Io li ho sempre considerati sinonimi e per la verità ho sempre cercato di usare "modifica", in quanto "modificazione" mi sembra un brutto calco dal francese "modification". Forse mi sbaglio, anzi lo spero, ma come disse un nostro giovane politico  , "a pensar male si fa peccato, ma quasi sempre ci azzecca"!  

Ho visto che:
- il Dizionario De Mauro Paravia on-line pare operare una distinzione; in estrema sintesi, "modifica" pare avere un significato più circoscritto ed esprimere un cambiamento più limitato rispetto a "modificazione";
- lo Zanichelli (ma del 1995, dunque un po' vecchiotto), dà addirittura sola "modificazione" come voce completa.
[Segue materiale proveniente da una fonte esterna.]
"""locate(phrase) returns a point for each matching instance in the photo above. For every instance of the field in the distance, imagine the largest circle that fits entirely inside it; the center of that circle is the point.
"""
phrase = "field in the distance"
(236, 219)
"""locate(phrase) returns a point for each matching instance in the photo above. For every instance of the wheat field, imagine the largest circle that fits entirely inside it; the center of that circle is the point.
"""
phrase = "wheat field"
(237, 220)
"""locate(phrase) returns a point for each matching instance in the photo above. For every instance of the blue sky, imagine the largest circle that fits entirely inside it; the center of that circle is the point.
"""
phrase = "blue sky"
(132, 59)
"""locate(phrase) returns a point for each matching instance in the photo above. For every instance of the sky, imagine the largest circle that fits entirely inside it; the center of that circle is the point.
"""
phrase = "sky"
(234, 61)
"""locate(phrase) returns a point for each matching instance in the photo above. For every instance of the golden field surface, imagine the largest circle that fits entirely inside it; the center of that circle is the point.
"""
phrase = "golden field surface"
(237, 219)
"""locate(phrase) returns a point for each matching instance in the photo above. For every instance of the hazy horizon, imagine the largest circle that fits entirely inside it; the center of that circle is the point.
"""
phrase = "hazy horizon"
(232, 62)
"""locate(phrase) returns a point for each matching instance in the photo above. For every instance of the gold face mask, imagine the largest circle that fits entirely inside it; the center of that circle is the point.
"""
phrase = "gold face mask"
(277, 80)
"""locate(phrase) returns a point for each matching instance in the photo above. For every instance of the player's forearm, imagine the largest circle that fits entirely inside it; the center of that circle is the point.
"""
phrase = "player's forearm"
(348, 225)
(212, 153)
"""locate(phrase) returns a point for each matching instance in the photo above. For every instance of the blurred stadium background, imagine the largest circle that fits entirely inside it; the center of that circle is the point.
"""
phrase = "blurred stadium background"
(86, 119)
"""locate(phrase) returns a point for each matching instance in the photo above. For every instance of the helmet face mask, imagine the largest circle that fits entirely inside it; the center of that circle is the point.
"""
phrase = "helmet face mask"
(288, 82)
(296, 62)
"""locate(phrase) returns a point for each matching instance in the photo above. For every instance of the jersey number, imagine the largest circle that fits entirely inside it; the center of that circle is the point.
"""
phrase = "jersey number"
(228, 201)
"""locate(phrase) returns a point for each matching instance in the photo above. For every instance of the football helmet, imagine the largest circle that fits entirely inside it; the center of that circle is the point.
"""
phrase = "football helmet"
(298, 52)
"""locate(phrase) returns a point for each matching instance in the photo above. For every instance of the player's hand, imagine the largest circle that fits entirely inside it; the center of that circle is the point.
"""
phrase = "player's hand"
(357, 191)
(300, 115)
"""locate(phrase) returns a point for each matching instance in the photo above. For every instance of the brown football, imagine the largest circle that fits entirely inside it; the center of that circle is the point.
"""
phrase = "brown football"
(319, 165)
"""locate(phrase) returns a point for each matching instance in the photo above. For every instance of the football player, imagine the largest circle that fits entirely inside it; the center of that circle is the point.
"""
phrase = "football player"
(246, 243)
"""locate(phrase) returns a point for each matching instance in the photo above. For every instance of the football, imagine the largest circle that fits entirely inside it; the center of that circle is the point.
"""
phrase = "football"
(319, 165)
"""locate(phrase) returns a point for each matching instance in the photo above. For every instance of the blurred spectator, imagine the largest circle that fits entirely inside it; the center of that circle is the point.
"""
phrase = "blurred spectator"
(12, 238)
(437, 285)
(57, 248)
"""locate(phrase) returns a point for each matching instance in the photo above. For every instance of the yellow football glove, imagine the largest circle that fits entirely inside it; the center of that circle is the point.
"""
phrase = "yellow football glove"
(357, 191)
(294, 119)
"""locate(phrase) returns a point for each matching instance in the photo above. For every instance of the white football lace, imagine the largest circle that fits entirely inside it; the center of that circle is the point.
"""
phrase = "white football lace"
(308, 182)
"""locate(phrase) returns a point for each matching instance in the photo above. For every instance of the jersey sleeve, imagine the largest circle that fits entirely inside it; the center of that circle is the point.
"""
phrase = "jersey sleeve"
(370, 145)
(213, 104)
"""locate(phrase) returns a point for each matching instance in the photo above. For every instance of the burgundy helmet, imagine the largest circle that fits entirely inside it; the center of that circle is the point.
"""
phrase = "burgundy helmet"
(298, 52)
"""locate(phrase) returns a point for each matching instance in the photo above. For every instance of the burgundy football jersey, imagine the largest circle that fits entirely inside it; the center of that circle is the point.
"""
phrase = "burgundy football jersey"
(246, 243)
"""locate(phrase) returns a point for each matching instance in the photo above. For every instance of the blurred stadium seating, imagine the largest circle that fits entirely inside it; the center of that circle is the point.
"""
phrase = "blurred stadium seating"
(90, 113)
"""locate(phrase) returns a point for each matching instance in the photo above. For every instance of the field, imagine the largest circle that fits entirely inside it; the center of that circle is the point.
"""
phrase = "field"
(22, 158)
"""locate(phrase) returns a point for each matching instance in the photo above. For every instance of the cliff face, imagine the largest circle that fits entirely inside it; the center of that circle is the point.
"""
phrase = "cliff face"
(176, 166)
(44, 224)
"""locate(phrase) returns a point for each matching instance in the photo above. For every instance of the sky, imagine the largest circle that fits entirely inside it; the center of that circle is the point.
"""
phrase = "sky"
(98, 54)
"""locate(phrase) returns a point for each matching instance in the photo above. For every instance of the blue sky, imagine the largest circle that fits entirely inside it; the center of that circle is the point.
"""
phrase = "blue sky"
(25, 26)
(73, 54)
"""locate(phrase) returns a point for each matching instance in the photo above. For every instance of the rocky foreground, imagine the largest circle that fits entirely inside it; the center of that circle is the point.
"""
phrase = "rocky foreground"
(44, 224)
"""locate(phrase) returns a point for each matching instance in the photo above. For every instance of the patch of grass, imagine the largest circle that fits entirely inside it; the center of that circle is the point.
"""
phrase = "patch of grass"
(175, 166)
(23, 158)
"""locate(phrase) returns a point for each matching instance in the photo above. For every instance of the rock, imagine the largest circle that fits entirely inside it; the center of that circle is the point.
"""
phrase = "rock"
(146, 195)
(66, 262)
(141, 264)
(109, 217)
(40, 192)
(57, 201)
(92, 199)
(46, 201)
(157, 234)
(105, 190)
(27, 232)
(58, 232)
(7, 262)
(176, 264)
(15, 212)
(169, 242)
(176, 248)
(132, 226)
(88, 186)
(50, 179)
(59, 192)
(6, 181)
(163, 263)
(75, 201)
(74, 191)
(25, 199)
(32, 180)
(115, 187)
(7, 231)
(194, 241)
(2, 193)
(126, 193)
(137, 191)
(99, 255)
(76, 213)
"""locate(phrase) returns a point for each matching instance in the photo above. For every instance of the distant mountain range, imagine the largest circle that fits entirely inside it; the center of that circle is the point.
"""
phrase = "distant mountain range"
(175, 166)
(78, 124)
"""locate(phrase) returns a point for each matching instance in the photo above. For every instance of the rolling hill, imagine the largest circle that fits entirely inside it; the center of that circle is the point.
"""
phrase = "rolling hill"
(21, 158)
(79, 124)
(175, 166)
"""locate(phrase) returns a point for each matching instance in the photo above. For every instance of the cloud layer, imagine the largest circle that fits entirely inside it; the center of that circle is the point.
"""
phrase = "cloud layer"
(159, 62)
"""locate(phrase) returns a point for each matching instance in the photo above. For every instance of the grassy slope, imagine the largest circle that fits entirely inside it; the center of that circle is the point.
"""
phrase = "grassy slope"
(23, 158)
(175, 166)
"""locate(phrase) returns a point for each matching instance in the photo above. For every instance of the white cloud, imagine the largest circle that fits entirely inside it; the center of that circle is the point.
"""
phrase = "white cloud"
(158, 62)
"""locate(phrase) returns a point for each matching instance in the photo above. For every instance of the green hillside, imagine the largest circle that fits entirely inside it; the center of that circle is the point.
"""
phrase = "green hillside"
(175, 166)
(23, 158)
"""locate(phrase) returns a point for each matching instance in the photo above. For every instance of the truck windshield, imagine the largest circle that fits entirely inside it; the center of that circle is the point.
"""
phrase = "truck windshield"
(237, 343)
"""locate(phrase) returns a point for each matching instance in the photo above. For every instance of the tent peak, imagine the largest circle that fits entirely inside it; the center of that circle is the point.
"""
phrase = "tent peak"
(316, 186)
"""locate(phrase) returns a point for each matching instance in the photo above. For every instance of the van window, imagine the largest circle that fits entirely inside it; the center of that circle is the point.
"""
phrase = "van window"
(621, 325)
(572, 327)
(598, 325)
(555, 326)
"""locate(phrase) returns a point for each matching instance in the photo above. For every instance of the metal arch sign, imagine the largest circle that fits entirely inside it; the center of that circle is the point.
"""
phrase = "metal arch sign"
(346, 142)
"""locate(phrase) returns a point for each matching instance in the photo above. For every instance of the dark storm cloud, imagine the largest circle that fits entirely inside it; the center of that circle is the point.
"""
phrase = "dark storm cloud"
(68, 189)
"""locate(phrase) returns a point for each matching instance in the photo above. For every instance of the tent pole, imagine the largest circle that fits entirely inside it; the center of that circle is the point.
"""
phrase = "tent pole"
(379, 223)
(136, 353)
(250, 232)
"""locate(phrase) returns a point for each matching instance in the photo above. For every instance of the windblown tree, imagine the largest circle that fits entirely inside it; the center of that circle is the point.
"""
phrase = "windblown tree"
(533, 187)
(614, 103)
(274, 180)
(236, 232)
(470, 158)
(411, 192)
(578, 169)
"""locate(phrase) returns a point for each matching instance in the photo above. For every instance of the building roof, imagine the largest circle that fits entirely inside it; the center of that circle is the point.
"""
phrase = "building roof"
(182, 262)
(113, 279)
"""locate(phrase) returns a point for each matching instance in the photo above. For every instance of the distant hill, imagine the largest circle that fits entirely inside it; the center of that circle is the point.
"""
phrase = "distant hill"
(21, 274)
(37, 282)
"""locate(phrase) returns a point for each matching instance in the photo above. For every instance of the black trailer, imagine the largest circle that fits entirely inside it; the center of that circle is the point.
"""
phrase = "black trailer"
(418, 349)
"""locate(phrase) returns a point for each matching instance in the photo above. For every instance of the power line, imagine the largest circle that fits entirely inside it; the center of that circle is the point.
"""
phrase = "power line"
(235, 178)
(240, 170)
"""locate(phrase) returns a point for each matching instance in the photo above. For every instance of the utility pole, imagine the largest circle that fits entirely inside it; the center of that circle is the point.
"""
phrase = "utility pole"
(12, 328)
Al lemma "modifica", si limita a dire che significa "modificazione"...

A voi la parola!


----------



## IlPetaloCremisi

DrLindenbrock said:


> Ciao tutti,
> secondo voi vi è una diversa sfumatura di significato tra i termini "modifica" e "modificazione"? (A parte possibili termini specialistici in uso in medicina, chimica o altro... per ora mi interessa solo la lingua "normale"  )
> 
> Io li ho sempre considerati sinonimi e per la verità Ho sempre cercato di usare "modifica", in quanto "modificazione" mi sembra un brutto calco dal francese "modification". Forse mi sbaglio, anzi lo spero, ma come disse un nostro giovane politico  , "a pensar male si fa peccato, ma quasi sempre ci azzecca"!
> 
> Ho visto che:
> - il Dizionario De Mauro Paravia on-line pare operare una distinzione; in estrema sintesi, "modifica" pare avere un significato più circoscritto ed esprimere un cambiamento più limitato rispetto a "modificazione";
> - lo Zanichelli (ma del 1995, dunque un po' vecchiotto), dà addirittura sola "modificazione" come voce completa. Al lemma "modifica", si limita a dire che significa "modificazione"...
> 
> A voi la parola!



Io li ho sempre usati come sinonimi...e anzi uso molto piú spesso modifica! E lo sento anche piú spesso...


----------



## DrLindenbrock

Mai avrei creduto di poter scrivere "ho" senza H!  
Vabbe' grazie della correzione! E non ti preoccupare, non c'è bisogno che mi si spieghi di nuovo la regola!  
Tornando al nostro argomento di discussione, io la penso come te; preferisco e uso "modifica" molto più spesso di "modificazione".
Vediamo le altre opinioni...


----------



## jazyk

> Io li ho sempre considerati sinonimi e per la verità ho sempre cercato di usare "modifica", in quanto "modificazione" mi sembra un brutto calco dal francese "modification". Forse mi sbaglio, anzi lo spero, ma come disse un nostro giovane politico  , "a pensar male si fa peccato, ma quasi sempre ci azzecca"!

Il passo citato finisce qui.